As already noted, with Gilbert's humor not quite enough, this ensemble punches it up with contemporary jokes and as well as quite a bit of slapstick physical humor as well. This works sometimes but not always; for example, the random reference to the ridiculousness of the Secretary of Homeland Security is one thing, but rewriting entire chunks of Ko-Ko's (Stephen Quint) already very funny "As Some Day It May Happen" seems a bit like overkill. It's what you'd call not trusting the source material. Still the intent is so obviously good-natured and and intended to please the that it's not as off-putting as it might be.
The performers are obviously comfortable enough with the material ad-lib to their advantage, manging to .o emphasize the humor and minimize its inherent racism. However, there are few standout performances. Vocally, the ensemble is consistently appealing, especially Harris as the young suitor Nanki-Poo and Dianna Dollman as Katisha, Nanki-Poo's rampaging elderly would-be lover. Other than that, the cast members who do grab your attention do so mostly with mugging. Louis Dall'Ava as the rotund Lord Pooh-Bah is a good example. His lines are funny enough that his recurring falling-down-but-being-too-enormous-to-get-up shtick seems unnecessary.
The penchant for slapstick, notwithstanding, this is a production that honors Gilbert & Sullivan. The staging and choreography are lively and lucid. Director Albert Bergeret certainly knows how to insure that the performers use a Chinese fan to its advantage when singing a big number. The costumes are just as bright and attractive as the scenery, so as we listen to Sullivan's enduring score we always have something lovely to look at.
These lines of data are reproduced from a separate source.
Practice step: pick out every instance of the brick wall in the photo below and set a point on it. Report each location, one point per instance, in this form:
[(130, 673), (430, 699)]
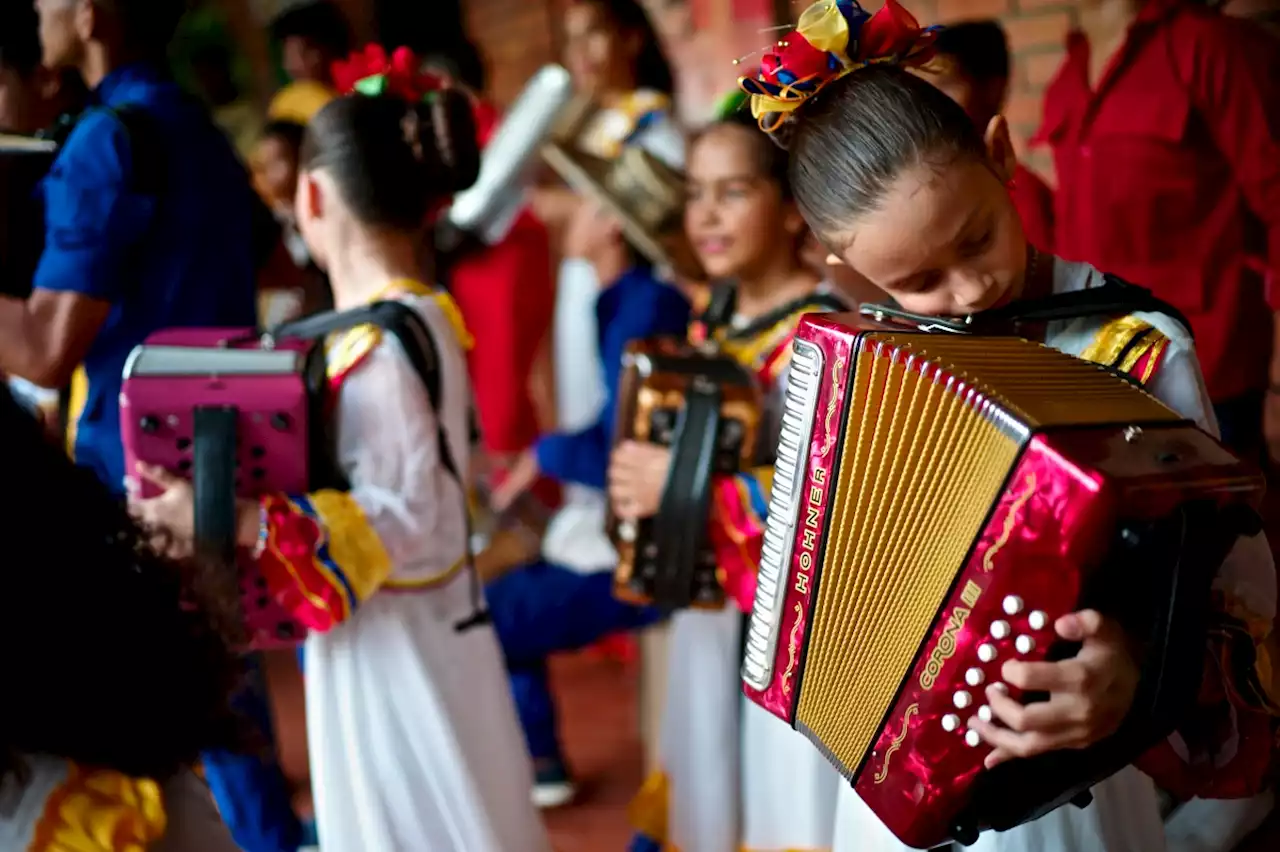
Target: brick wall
[(517, 36)]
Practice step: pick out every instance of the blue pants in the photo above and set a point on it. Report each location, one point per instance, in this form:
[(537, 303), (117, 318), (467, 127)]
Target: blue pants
[(542, 609), (251, 792)]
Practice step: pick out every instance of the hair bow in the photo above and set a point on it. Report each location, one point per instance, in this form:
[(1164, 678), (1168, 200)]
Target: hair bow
[(832, 39), (370, 72)]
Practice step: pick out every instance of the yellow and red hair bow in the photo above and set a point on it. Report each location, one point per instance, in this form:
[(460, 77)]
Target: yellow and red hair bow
[(832, 39)]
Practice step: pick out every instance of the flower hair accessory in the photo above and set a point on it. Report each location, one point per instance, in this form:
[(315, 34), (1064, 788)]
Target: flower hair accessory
[(370, 72), (832, 39)]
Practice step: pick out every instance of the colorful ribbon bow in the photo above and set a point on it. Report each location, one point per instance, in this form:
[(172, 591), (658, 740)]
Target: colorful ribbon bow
[(832, 39), (370, 72)]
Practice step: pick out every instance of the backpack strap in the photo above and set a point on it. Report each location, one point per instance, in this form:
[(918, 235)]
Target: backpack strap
[(415, 338)]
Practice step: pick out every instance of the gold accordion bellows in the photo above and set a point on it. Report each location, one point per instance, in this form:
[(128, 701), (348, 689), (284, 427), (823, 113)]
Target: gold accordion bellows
[(938, 502)]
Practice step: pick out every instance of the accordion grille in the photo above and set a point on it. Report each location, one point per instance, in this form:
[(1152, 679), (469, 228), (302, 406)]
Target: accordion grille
[(926, 453)]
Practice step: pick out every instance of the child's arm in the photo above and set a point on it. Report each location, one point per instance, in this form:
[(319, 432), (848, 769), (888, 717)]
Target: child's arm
[(634, 308), (324, 553)]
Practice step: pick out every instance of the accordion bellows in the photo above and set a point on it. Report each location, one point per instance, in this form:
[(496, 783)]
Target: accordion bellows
[(937, 502)]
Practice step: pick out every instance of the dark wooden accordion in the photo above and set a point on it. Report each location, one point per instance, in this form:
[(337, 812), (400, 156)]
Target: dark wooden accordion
[(938, 502), (707, 408)]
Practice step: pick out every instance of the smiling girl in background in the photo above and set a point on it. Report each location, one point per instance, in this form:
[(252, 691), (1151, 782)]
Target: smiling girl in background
[(728, 779)]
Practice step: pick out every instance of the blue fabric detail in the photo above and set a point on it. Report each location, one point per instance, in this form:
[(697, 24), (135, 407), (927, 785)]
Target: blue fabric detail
[(635, 307), (179, 259), (251, 792), (542, 609)]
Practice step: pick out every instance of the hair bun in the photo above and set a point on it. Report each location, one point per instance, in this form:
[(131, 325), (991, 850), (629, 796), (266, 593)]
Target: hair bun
[(447, 128)]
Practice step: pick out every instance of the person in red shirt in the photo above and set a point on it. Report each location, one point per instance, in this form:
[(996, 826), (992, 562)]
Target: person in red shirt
[(1166, 142), (972, 65)]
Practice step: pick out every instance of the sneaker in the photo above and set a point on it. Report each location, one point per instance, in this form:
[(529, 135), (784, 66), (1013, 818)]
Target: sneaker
[(553, 787)]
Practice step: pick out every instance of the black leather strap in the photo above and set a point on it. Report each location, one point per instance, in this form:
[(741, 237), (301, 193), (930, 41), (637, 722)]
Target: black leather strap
[(213, 479), (680, 526)]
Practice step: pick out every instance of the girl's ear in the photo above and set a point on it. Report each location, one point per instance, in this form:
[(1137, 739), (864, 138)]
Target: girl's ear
[(1000, 149)]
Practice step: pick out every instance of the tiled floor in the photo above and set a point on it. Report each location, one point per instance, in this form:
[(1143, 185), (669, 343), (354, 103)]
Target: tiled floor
[(602, 737)]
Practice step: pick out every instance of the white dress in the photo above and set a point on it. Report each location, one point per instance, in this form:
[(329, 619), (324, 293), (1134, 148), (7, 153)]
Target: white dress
[(1125, 814), (734, 777), (411, 728), (60, 807)]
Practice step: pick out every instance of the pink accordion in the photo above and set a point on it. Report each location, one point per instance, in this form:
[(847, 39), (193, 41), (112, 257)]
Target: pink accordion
[(237, 413)]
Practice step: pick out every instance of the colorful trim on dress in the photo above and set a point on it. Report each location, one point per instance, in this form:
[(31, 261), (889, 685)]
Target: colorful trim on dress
[(321, 557), (100, 811)]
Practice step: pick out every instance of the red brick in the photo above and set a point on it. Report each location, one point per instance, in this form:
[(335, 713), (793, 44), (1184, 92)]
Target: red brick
[(951, 10), (1047, 30), (1038, 69)]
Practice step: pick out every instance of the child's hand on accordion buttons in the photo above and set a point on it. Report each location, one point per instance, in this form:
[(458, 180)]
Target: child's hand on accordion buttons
[(170, 516), (638, 473), (1089, 694)]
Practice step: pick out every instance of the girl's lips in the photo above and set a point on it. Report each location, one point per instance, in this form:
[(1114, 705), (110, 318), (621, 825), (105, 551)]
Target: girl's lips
[(712, 246)]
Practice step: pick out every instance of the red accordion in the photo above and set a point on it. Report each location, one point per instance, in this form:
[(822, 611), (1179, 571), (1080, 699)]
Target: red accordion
[(237, 413), (938, 502)]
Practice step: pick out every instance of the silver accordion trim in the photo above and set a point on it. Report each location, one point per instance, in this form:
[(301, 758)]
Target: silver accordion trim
[(780, 526), (210, 361)]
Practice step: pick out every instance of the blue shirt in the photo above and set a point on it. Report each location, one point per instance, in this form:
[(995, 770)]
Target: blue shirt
[(177, 256), (635, 307)]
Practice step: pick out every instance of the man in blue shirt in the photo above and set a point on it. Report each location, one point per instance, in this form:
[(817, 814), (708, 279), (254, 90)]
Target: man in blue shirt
[(150, 223), (147, 219)]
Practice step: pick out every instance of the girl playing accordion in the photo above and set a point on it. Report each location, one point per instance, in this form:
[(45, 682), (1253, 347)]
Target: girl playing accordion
[(412, 737), (711, 793), (903, 188)]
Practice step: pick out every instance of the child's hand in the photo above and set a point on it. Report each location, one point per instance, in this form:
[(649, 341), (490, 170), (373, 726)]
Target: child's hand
[(172, 514), (519, 479), (1089, 694), (638, 473)]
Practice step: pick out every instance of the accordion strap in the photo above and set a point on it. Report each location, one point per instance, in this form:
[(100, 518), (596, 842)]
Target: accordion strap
[(680, 526), (419, 344)]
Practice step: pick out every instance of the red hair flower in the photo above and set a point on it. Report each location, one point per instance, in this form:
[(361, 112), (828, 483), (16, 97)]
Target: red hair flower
[(370, 72)]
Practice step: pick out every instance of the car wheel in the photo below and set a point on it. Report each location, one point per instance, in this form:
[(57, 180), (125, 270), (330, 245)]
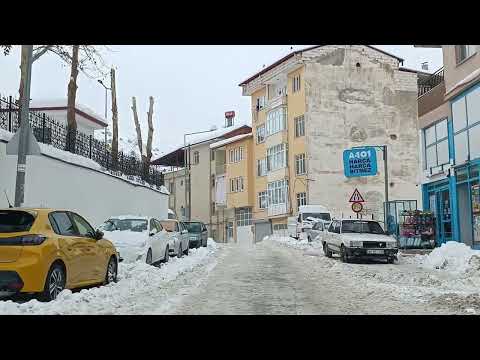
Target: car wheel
[(167, 255), (180, 251), (326, 250), (149, 257), (112, 271), (54, 283), (343, 254)]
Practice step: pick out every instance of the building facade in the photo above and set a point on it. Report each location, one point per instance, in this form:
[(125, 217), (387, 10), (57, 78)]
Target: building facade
[(309, 107), (449, 121), (232, 190)]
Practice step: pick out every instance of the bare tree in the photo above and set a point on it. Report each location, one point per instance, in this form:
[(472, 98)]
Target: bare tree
[(146, 154), (114, 119)]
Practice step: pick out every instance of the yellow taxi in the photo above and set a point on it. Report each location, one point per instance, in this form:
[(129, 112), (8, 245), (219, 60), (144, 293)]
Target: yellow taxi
[(44, 251)]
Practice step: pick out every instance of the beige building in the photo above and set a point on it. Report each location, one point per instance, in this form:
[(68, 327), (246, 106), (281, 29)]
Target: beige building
[(310, 106), (196, 156), (232, 191)]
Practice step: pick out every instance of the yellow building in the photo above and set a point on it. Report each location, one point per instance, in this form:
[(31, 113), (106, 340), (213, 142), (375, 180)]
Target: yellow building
[(233, 192), (311, 105)]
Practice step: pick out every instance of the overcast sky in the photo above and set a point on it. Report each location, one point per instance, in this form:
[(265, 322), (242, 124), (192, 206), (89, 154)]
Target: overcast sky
[(193, 86)]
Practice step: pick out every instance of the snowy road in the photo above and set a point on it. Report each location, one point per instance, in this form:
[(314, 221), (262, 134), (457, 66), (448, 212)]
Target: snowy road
[(271, 278)]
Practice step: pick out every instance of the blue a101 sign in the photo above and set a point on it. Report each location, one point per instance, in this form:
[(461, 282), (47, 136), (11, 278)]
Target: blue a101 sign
[(360, 162)]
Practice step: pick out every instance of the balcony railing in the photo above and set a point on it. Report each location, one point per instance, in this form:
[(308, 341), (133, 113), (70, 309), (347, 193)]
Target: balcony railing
[(429, 83)]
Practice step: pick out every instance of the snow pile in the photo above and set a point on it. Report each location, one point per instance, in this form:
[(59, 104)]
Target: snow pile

It may not be lively musical theater in the modern sense and this particular Gilbert and Sullivan favorite probably deserves better than what it gets here but it's not a bad way to spend two and a half hours even if you're not a dyed-in-the-wool G&S fan.
The Quintessential G & S
By Elyse Sommer
The first and shorter part of the evening consisted of the complete, fully staged Trial by Jury and under Mr. Bergeret's nimble direction the large ensemble whizzed through this amusing courtroom drama.Laurelyn Watson, now called Angeline but still yum-yum to look at played the jilted bride plaintiff and Michael Scott Harrison now played the fickle fiancé Edwin.
The longer revue section, typical of the company's penchant for broad humor had the double entendre title NYGASP à la Carte an impresario channeling D'Oyly Carte to introduce each number. as the impresario introducing each number. This introductory commentary is a good idea for people unfamiliar with the G&S canon, and probably would work even more smoothly if delivered by Albert Bergeret as listed in the program, instead of an unidentified last-minute substitute.. In case there's a doubt in anyone's mind, the selections put a heavy emphasis on the trademark patter songs of which Stephen Quint is truly a master. A number that had a large ensemble from The Yeomen of the Guard march on stage from the aisles proved Mr. Bergeret knows not only how to use a Chinese fan to its advantage when singing a big number, but to do the same thing with a cape The performers unstintingly generous performances, resulted in a few too many double encores. Naturally, the many G&S fans in the audience didn't mind but I think a slimmed down and more smoothly delivered commentary would insure the future success of this new addition to the company's repertory.